6 Bad Reasons to Join a Small Group
You’ve likely heard of many good reasons to join a Small Group. However, there are also bad reasons to join a Small Group. Let’s look at six bad, but common, reasons to join a Small Group:
1. It Can Replace Sunday Morning Worship
The lure of sleeping in and the ability to watch content online are tempting. They can make us undersell the value of Sunday morning worship.
We could think that involvement in a Small Group absolves us of our responsibility to fully engage on Sunday mornings. That won’t work. Sunday mornings are the primary place where God’s people gather and worship, and Small Groups allow us to dig deeper into how to apply those truths to our real lives. The Sanctuary and the living room work together.
2. I Can’t Belong in “Big Church”
When you’re a part of a big church, it’s easy to think that being in a tight-knit group is the main place where you belong. In truth, the first place is the church as a whole. This belonging is what membership accomplishes: setting us up to be fully committed to others and fully submitted to our leaders. If I call this church “my church,” I should be a member. A beautiful outgrowth of that belonging, then, is finding interpersonal community in a Small Group where I can grow.
3. I Want Best Friends
Christians can have intimacy in ways that others cannot, mainly because we share the same Spirit (1 Cor. 12:13). We should pursue friendships as a critical part of our spiritual lives. Small Group should be opportunity to grow in friendship with other believers.

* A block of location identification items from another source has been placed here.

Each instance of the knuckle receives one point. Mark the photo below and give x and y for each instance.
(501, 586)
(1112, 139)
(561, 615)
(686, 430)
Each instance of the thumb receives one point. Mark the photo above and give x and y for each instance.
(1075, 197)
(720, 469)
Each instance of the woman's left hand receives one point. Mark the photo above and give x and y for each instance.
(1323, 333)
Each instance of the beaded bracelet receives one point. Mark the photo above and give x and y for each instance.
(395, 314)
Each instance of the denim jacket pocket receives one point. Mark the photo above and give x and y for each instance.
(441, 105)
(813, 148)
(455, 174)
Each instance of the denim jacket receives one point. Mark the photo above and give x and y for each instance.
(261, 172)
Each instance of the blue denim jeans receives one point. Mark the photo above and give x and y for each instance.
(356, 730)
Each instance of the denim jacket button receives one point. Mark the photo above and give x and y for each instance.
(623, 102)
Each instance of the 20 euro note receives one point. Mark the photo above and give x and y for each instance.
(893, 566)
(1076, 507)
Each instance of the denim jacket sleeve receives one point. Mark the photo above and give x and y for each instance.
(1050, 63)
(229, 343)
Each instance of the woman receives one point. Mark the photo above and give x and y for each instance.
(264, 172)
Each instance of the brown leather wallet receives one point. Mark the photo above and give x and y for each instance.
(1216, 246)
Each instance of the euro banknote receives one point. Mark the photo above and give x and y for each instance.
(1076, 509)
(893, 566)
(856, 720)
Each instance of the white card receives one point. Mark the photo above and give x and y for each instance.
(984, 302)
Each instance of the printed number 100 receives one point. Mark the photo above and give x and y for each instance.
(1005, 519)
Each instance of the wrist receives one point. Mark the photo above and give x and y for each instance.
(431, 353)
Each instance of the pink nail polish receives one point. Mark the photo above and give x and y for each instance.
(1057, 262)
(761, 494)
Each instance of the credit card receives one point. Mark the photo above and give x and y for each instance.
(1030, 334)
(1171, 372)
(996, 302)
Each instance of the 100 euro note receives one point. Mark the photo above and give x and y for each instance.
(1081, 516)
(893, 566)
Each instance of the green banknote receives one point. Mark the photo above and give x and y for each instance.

But imposing a demand that every person in the group must become our closest friends is too high of an expectation. Instead, we should be intentional with others inside and outside of the group (not neglectful!). We should be willing to embrace the deep friendships that God surfaces rather than attempt to create it ourselves. As pastor and author Drew Hunter states, “In the end, the best advice for cultivating friendship is not to find a better friend but to become one.”

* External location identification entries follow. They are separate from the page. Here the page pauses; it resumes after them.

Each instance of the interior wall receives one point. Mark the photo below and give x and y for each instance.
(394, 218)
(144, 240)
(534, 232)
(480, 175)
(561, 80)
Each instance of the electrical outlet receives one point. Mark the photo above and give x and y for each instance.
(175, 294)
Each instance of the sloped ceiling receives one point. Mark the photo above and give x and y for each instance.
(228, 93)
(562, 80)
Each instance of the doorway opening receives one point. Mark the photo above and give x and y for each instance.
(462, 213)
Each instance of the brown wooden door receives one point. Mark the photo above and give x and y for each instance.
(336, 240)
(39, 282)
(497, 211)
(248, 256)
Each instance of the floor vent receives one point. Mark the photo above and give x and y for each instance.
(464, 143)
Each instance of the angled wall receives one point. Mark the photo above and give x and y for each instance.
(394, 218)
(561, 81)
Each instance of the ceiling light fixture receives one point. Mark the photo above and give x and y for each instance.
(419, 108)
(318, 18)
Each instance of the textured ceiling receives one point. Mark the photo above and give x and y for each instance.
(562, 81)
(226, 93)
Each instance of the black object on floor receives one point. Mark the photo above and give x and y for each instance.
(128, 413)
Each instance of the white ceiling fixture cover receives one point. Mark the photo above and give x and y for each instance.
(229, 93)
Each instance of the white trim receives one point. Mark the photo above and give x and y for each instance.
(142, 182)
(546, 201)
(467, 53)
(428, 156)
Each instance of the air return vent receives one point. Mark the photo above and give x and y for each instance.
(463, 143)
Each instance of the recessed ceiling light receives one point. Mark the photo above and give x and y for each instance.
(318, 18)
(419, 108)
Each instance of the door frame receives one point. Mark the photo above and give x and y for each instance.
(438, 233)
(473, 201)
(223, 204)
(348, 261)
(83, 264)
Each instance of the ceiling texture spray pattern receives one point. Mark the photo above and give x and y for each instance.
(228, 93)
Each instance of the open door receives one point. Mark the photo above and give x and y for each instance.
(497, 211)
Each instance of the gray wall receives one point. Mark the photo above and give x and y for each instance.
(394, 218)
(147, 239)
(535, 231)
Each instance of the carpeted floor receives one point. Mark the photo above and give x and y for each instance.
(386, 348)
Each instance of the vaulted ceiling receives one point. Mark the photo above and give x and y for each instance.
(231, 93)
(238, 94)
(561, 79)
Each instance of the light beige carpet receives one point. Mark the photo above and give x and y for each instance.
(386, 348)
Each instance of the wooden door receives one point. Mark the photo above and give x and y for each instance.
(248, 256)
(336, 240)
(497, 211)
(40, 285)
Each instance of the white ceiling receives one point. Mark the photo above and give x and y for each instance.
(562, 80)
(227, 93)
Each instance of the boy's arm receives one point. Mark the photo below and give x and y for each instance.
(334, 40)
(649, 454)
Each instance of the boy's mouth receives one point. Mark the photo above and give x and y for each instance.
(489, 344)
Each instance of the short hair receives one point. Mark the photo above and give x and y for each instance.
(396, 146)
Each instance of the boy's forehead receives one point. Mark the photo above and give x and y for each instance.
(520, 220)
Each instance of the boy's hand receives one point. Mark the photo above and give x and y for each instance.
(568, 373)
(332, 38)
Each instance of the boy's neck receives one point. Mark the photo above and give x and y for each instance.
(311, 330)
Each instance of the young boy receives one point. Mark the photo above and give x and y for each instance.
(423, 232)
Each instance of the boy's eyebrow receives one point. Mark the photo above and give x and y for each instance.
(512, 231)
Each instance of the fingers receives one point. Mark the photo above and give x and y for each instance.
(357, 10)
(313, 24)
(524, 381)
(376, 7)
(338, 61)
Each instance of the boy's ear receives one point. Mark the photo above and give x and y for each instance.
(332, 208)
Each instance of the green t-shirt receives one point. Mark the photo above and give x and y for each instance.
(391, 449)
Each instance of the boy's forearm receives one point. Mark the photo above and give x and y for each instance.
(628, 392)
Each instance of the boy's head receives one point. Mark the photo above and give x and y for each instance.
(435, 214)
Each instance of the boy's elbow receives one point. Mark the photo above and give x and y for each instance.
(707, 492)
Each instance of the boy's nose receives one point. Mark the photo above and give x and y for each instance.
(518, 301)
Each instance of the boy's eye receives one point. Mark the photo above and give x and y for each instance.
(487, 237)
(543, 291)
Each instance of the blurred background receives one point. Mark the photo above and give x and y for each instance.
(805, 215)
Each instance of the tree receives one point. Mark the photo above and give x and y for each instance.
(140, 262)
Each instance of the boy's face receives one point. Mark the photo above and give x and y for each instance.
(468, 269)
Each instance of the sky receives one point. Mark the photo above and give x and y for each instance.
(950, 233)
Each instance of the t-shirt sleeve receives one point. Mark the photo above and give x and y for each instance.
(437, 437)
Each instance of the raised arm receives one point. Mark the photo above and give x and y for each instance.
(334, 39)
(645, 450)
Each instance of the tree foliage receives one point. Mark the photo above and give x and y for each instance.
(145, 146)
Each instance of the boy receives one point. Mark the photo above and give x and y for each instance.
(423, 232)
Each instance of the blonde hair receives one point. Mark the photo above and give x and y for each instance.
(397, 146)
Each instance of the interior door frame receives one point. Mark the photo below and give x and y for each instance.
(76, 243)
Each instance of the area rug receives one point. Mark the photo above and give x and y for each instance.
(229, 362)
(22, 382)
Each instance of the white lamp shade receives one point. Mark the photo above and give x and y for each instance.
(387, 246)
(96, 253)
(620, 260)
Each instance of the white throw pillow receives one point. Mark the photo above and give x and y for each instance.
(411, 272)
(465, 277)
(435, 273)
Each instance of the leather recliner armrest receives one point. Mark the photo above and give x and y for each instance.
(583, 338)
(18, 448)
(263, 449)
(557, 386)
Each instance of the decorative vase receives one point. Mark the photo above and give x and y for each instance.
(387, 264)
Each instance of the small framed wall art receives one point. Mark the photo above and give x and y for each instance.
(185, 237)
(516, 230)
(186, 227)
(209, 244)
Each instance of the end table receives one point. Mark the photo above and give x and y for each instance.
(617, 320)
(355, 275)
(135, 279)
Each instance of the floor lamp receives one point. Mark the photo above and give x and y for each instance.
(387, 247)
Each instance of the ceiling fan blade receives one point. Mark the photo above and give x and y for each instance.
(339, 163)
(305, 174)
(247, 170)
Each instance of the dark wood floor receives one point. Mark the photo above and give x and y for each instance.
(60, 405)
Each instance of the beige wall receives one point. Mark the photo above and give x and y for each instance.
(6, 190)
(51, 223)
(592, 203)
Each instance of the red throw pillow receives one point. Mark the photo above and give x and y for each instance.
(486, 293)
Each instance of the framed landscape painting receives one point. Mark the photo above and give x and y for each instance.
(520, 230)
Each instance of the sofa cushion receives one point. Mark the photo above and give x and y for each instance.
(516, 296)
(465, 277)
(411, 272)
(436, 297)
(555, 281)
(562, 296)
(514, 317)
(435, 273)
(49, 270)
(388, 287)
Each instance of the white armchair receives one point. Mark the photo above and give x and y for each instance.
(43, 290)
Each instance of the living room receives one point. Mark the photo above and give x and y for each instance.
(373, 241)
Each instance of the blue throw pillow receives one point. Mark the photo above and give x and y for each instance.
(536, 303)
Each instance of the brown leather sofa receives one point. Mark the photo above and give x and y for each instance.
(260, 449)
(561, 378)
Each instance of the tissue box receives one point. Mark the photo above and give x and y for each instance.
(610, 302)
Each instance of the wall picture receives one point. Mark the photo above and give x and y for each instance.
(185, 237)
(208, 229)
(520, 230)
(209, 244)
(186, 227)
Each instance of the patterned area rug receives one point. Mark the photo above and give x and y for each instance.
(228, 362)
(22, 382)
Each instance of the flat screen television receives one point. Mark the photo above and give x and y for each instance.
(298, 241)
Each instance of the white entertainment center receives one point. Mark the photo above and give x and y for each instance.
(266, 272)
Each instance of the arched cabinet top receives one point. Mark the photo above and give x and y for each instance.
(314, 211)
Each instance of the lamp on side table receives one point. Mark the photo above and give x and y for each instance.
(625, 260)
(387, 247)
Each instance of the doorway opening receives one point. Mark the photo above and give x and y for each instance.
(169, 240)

4. To Be with People Just Like Me
It’s always fun to find commonality. In fact, that’s usually how relationships start. But when we expect our Christian community to look just like us, we are missing something.

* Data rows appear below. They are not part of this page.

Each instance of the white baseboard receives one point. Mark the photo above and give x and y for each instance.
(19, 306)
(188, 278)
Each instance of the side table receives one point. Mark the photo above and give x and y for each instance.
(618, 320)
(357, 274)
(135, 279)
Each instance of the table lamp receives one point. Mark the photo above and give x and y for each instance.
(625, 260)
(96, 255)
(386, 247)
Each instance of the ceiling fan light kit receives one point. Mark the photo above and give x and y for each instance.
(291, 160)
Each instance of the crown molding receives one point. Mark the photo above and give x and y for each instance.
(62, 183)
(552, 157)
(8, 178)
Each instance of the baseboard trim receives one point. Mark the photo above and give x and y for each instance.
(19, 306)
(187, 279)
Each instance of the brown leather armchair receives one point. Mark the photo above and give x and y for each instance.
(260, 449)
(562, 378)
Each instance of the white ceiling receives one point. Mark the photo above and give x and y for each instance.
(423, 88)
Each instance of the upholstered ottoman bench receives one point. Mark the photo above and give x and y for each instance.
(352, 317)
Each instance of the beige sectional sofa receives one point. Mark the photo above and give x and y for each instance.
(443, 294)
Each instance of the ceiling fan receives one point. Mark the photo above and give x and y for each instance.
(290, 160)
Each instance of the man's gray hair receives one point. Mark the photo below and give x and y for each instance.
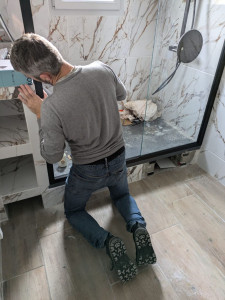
(33, 55)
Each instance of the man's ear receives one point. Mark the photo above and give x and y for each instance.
(46, 77)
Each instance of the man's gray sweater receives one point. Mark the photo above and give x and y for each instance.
(83, 111)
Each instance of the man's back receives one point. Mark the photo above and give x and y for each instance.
(84, 109)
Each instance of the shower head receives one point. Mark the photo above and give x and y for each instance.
(189, 46)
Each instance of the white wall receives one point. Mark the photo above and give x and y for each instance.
(184, 99)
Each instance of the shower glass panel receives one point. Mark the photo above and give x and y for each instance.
(183, 101)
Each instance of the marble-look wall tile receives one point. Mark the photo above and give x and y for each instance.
(184, 100)
(210, 21)
(142, 22)
(134, 73)
(12, 16)
(130, 35)
(13, 130)
(58, 34)
(75, 39)
(41, 16)
(214, 139)
(212, 155)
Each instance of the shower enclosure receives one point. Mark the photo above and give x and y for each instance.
(184, 104)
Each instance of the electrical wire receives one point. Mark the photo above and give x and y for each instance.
(6, 29)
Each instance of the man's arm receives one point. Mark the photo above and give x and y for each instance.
(52, 140)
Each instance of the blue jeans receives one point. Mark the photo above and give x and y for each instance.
(83, 180)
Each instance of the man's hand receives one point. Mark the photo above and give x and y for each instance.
(31, 99)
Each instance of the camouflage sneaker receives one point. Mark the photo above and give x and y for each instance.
(124, 267)
(144, 251)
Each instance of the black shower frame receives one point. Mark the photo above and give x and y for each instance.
(29, 27)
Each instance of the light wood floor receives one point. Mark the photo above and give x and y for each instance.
(44, 258)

Jesus is the center point of Christian community. Just like Jesus’s original disciples (Matt. 10:2-4), I can be close with those who are different than me in age, background, or politics because we are both following Jesus together. That means we have supernatural fellowship.
5. For Social Hang Time
Small Group should be a place where you can let your hair down: over a meal, over a game, or in conversation. Small Groups don’t just gather for intentional discussion; they connect beyond that time as well.
But expecting a Small Group to fulfill all your social desires will be disappointing. Others may not be available, or they may be more intentional than just hanging out. Certainly, the Small Group gathering is more than a hangout: it’s a time for real spiritual conversation and sincere prayer.
6. To Find a Bible Study
Often, the goal of a Bible study is to learn more. That’s not the goal of a Small Group. A Small Group leans toward applying what is learned. In my Small Group, for example, we help each other live out what our group is learning in God’s Word. We care for one another when we fall short, and we carry others’ burdens of sin or suffering.
How Do I Get It Right?
Don’t be discouraged about these misguided motivations. If you know that life is hard alone and you are looking for a small community that can help you find hope, you are in the right mindset to find a Small Group.
If anything, this list reminds us that we are broken people who can get off track. We need hope, and we need to find hope together with others. That’s exactly what a Small Group is for.